Project Euler Problem #52

Problem #52 is one of the few problems on Project Euler where many people will already know the answer before solving the question. The question reads:

Project Euler Problem 52: Permuted multiples
It can be seen that the number, 125874, and its double, 251748, contain exactly the same digits, but in a different order.
Find the smallest positive integer, x, such that 2x, 3x, 4x, 5x, and 6x, contain the same digits.

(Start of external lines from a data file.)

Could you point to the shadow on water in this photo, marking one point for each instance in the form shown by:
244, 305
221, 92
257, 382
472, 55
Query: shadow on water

As stated above, the number x with this property is incredibly well known and most people who make it to this question will probably know the answer by heart. Here is a programming solution just for completeness:

Solution #1: Brute Force Approach

We can observe that in order for the given property to be true, x, 2x, 3x, 4x, 5x, and 6x have to each have the same sum of digits. In order for this to be possible, x has to be a multiple of 9. From here we can simply iterate through all of the multiples of 9 until we find a value of x with the given property. Here is an implementation of this approach in Python 2.7:

 '''
 Author: Walker Kroubalkian
 Brute Force Approach to Project Euler Problem #52
 '''
 
 import time
 
 def enumerateString(a):
     aChars = []
     aNums = []
     for x in a:
         if x not in aChars:
             aChars.append(x)
             aNums.append([x,1])
         else:
             aNums[aChars.index(x)][1]+=1
     return aNums
 
 def isPermutation(a,b):
     return sorted(enumerateString(str(a))) == sorted(enumerateString(str(b)))
 
 def projectEulerProblemFiftyTwo(n):
     c = 9
     found = 0
     current = -1
     while(found<n):
         none = False
         for x in range(2,7):
             if(not isPermutation(c,x*c)):
                 none = True
                 break
         if not none:
             found+=1
             current = c
         c+=9
     return current
 
 start = time.time()
 print projectEulerProblemFiftyTwo(1)
 print ("--- %s seconds ---" % (time.time()-start))
 
 '''
 Prints
 
 142857
 --- 0.100811958313 seconds ---
 
 for input of n = 1.
 ''' 

And with that, we’re done. The question would have been much better if it had asked for the nth smallest number x with this property. In case you’re curious, the first few numbers are 142857, 1428570, 1429857, 14285700, 14298570, 14299857, etc. Ignoring the multiples of 10 in this list, we see an interesting pattern where it seems that the number 14299…99857 has this property for an arbitrary number of 9’s. It would be interesting to prove whether all numbers in this list are of this form. Regardless, there is a much better solution that I imagine most people who solved this question used:

Solution #2: Mathematical Knowledge Approach

We can simply recall that the digits in the first period of each of the fractions 1/7, 2/7, 3/7, 4/7, 5/7, and 6/7 are all rearrangements of 142857. Thus, 142857 is a number with this property. Guessing that this is the smallest number with this property, we’re done.

This fact adds to the property we discussed earlier. Multiplying each number in our list which is not a multiple of 10 by 7, we get 999999, 10008999, 100098999, 1000998999, etc. With this fact, we can guess that for n>=2, the nth number in this list will be (1000*10^(n+2) + (10^(n-2)-1)*10^4 + 8999)/7. With this result, we have an explicit form for infinitely many numbers x with this property.

Thanks for reading! See you tomorrow.